When Oneforty launched two years ago as an app store for Twitter, the startup undoubtedly filled a hole in the media platform. The brainchild of Laura Fitton, the startup provides a comprehensive e-commerce marketplace where third-party developers on the Twitter platform can sell their apps. The idea was such a hit in the Twitter ecosystem that rumors swirled that Twitter was potentially interested in buying Oneforty.
But interestingly, after nearly two years, Oneforty has found a specific target market for its products—business users. As more businesses, both enterprise, large and small, look to incorporate social media into their marketing and PR efforts, these companies are also looking to spend money on expertise, services and tools for these strategies. And Oneforty has now become a destination for business users.
Social media consultants have already built out 700+ guides on the site to help businesses tackle all things social media, including Twitter and Facebook.

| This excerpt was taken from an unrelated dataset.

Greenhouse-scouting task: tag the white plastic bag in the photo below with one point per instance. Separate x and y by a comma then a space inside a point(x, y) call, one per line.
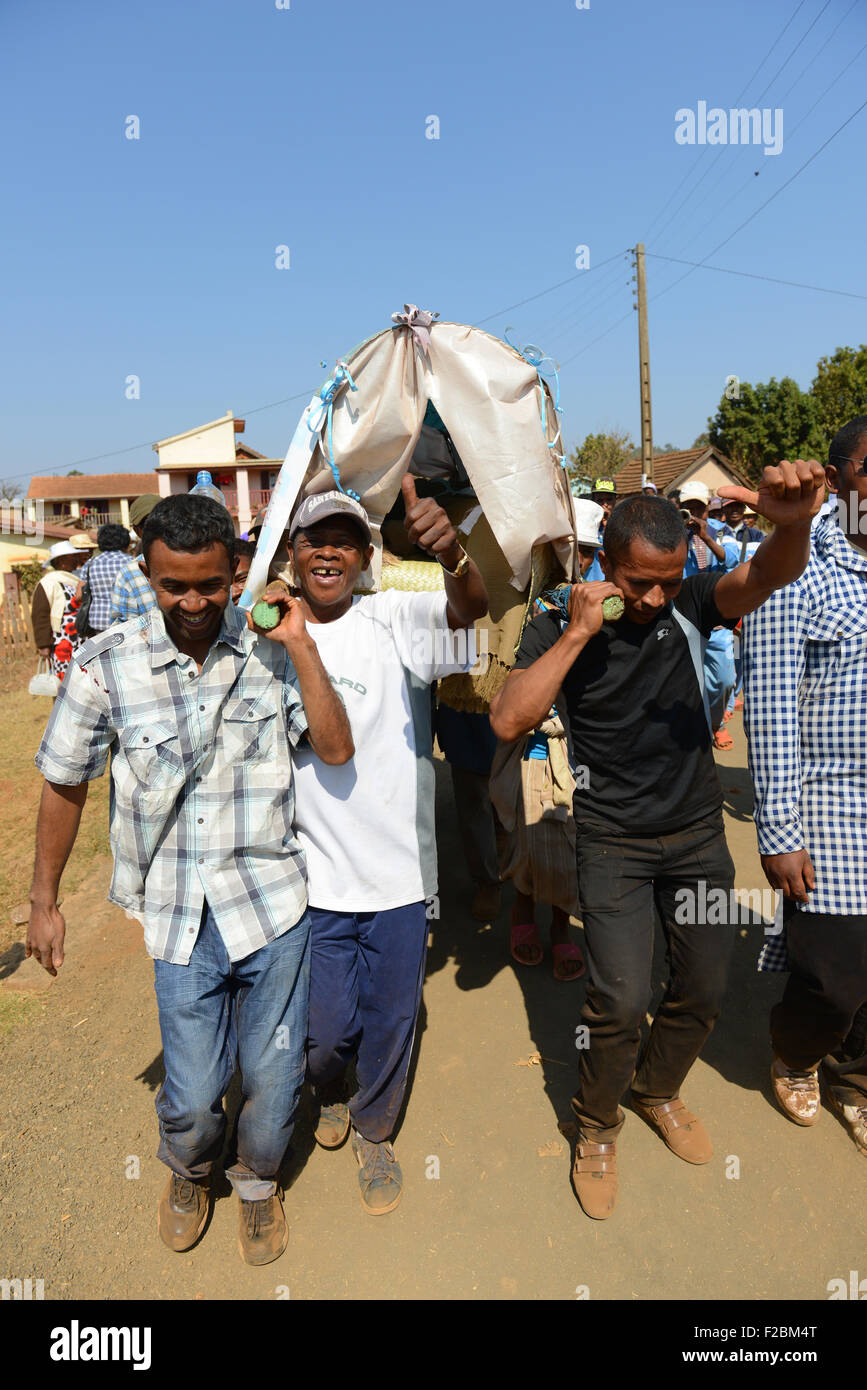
point(43, 683)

Fitton tells us that many businesses are confused about social and are spending money on business expertise, services and tools.
She adds that the “social business” market opportunity is huge and the site has turned partly into a consultancy of sorts for businesses who want to incorporate social elements into their workflow or marketing efforts. Today, the company is publicly rolling out its B2B platform on social business, which includes information on how to invest a budget, what other companies are doing and more. Other content includes a buyers guide for brands looking to adopt social media software and reviews of social media tools.
Fitton assures us that the App Store is still thriving, but that this focus makes sense for Onforty longterm. Inn fact, new business user signups have grown 5 times since October. And the company plans to roll out additional comparison tools, case studies, webinars and events.
Of course the elephant in the room is that one of the reasons Oneforty has shifted strategy is that businesses will actually pay for tools and services, as opposed to consumers who can simply download free apps to suit their needs. As for funding, Fitton says the company has no immediate plans to raise another round.